Bazı şeyler, hata yapmadan öğrenilmez. Bunu normal karşılayınız. En önemli şeyin, gayret göstermek olduğunu ona anlatınız.
-Çocuğu başka biriyle mukayese edip küçük düşürmeyiniz. Kendine güveni sarsılan ve sevilmediğini düşünen çocuk hem başarısız hem de kıskanç olabilir.
-Aşırı baskı ve aşırı müsamahakârlık aynı derecede zararlıdır. Birincisi çocuğu ya pısırık veya isyankâr yapar; ikincisi çocuğu sorumsuzluk ve irade zaafiyetine götürür. Bu ikisi arasında teraziyi doğru tutmak gerektir.
Zikredilen bu ve diğer terbiye kaidelerinin bir fiilî dua manasında olarak tatbik edilmesi halinde, istenilen neticenin mutlaka alınacağı veya tatbik edilmemesi halinde neticenin de mutlaka menfi olacağı düşünülmemelidir.
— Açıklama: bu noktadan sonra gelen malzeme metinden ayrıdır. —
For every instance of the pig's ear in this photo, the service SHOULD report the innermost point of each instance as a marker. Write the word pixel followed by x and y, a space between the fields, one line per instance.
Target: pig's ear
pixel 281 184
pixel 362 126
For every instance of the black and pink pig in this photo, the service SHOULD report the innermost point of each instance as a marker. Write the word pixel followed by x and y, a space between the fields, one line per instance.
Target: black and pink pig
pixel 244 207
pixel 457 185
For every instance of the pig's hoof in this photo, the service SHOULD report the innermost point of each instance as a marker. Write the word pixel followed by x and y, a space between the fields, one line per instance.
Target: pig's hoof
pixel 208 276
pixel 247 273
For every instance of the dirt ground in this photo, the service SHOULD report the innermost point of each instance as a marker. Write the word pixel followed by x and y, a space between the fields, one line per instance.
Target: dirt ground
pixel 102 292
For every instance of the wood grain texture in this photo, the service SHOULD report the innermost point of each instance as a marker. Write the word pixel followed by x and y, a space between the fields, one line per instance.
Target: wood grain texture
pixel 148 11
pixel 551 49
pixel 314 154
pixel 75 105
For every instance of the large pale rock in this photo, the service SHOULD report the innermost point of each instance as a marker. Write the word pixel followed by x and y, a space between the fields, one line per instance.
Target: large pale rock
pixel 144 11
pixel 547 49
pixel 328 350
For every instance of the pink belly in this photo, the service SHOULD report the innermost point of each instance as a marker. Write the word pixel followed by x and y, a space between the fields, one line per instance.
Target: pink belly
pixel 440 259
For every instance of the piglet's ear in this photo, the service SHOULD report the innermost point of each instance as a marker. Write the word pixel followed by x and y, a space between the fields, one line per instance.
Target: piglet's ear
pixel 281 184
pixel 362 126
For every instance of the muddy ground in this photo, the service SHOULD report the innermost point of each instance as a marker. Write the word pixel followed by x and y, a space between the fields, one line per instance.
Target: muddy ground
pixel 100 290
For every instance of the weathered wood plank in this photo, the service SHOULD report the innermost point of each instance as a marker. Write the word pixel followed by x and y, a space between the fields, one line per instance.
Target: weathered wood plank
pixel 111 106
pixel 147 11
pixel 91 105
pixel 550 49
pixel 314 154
Nuh (A.S.)’ın oğlu da babasına itaat etmemiştir. Şu var ki, Allah ihlas ile yapılan fiilî duayı ekseriyetle kabul eder. Zaten her nevi ile dualar bir ibadettir, vazifeyi ifadır. Allah herkesin liyakatına göre muamele eder. Oğlunun dünya muvaffakiyeti için heyecanlanan, fakat uhrevî menfaatında hassasiyeti olmayan bir kalb sahibi olan ebeveynin yapacağı kavlî dualar, şayan-ı kabul olmaz. Çocuk dünya ve âhirette ebeveyne bir dert olur, böylece İlahî adalet hükmünü icra eder.